YEMEK TARİFİ VE SANAT
Uzun uzun düşündüm, bugün bu köşeye ne yazsam diye. Hâlâ düşünüyorum: Yemek tarifi mi versem? Ev arkadaşım, ‘‘İllallah kardeşim patates yemekten, geliştir biraz kendini.’’ dedi. Beyimiz bize her sabah portakallı Pekin ördeği kızartırmışçasına serzenişte bulunuyor lakin bir nebze haklı. Burada yemek tarifi verecek olsam, o da yine patatesli omlet olurdu: Tavaya yağ koy, içine patates.
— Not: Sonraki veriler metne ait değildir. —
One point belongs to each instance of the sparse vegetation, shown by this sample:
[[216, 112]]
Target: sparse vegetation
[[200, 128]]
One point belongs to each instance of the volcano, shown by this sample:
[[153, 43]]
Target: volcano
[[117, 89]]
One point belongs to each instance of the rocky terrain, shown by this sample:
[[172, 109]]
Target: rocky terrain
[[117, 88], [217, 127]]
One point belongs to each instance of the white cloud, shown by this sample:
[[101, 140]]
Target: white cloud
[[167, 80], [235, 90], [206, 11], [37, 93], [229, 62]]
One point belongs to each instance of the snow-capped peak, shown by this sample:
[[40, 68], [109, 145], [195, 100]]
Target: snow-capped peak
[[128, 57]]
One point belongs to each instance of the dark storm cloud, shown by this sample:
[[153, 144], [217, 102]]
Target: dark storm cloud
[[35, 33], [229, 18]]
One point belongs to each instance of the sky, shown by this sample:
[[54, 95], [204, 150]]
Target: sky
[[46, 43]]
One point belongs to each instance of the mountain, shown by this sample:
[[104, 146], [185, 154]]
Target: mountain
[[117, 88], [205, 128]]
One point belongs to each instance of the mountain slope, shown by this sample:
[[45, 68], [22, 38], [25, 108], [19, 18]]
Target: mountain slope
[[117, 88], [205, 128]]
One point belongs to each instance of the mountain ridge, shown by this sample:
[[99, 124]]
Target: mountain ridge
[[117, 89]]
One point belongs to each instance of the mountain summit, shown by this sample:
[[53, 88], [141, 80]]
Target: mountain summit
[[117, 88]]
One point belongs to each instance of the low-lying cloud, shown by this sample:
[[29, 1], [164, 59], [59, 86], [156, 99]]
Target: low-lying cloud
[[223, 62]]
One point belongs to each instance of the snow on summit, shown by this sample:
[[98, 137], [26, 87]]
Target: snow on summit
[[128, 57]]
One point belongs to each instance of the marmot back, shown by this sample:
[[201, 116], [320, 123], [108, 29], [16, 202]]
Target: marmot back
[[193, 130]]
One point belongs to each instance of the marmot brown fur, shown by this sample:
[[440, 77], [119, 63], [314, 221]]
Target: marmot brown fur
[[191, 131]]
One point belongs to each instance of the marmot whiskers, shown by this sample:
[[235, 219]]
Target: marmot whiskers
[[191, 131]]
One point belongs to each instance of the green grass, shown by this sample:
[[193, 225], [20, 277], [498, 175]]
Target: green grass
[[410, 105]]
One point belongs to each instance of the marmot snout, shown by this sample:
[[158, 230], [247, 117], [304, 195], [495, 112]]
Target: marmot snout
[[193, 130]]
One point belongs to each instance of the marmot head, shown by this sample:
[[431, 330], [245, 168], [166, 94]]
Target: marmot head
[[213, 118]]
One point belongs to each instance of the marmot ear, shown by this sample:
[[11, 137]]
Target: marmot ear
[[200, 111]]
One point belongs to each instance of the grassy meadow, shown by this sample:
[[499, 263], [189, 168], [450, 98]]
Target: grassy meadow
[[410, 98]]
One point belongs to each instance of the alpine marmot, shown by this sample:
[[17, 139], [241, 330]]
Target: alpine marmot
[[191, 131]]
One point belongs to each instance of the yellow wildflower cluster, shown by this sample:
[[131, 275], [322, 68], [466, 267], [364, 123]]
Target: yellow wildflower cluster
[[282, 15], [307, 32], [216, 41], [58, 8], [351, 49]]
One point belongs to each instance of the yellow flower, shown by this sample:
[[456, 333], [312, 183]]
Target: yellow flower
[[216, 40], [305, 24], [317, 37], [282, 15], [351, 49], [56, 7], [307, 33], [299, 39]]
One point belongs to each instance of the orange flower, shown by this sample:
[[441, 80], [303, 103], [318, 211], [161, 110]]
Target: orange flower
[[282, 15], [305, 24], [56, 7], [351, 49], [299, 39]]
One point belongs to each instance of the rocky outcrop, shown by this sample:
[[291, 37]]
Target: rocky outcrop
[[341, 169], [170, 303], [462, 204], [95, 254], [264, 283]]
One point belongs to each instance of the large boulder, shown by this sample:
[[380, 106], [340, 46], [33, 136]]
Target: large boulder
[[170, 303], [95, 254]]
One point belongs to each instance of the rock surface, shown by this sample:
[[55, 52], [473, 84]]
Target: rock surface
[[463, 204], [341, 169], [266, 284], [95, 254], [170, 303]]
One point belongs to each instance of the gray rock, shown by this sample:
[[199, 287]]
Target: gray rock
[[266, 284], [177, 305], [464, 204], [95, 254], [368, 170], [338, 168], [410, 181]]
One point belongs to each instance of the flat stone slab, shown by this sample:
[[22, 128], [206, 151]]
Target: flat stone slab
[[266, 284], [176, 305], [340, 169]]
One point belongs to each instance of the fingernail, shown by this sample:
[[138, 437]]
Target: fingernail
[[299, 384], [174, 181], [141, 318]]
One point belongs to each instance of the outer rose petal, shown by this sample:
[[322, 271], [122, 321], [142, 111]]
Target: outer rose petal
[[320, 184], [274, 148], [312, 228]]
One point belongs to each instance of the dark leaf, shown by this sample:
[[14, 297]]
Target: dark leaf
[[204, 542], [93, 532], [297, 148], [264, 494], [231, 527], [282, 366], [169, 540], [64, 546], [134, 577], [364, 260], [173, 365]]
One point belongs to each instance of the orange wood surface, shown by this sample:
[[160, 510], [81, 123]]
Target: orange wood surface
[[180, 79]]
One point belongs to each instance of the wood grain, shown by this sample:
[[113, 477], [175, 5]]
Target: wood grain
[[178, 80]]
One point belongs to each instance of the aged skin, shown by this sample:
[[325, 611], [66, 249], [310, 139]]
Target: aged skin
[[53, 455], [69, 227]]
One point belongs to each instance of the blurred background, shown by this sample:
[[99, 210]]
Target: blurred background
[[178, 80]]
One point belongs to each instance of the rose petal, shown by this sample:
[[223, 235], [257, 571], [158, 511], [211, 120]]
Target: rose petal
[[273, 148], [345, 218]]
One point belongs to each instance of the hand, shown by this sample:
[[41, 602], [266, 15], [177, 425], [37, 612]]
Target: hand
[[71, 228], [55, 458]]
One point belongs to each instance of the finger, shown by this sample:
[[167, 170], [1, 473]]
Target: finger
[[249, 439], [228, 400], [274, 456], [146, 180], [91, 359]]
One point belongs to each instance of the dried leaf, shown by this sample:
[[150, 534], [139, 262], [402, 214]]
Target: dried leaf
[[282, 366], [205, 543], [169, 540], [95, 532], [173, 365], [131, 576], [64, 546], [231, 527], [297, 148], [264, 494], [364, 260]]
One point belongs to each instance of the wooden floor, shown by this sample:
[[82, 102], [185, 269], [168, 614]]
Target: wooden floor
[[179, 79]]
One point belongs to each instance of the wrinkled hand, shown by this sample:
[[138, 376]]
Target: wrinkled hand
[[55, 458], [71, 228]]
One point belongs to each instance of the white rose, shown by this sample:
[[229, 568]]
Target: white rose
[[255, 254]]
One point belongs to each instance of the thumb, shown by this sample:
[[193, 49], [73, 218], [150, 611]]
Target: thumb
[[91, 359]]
Baharatı tuzu derken pişti miydi bas içine birkaç yumurta, hop oldu mu sana patatesli omlet? Oldu. Sucuklu yumurta yapmasını da iyi bilirim. Onun da tarifini vermeyeyim şimdi burada.
Başka ne yazabilirim diye düşünüyorum: Düşüne düşüne bitireceğim bu yazıyı zaten, yarısına geldim bile. Bu köşenin istihkakı bir defter sayfası, ikinciye prensip olarak geçmiyorum.
Aklımdan şu geçiyor: Yaratıcılığı tetikleyen unsurlardan biri de sinir, kızgınlık, öfke. Öfke diyelim. Sanat sadece sevi ile ortaya konulan bir şey değil. Onda insanın a’dan z’ye her yönü var. Eser elbette sanatçı demek değil. Lakin sanatçıdan bir parça; sanatçının bir uzantısıdır. Öfkeyle kalkan zararla mı oturur? İşin içine sanatçı giriyorsa kalıbı kırmalı, tekrar şekillendirmelidir. Öfkeyle kalkan kâra da geçebilir. Yeter ki öfkeyi doğru kullansın. Nasıl ki bir askerde dengeli öfke cesarete nüfus eder, cesareti büyütür; sanatçıda da öfke esere yöneltilen bir namlu olmalıdır. Öfkelendin mi? Ne güzel! Hedef orada. Nişan al; gez, göz, arpacık: Ateş!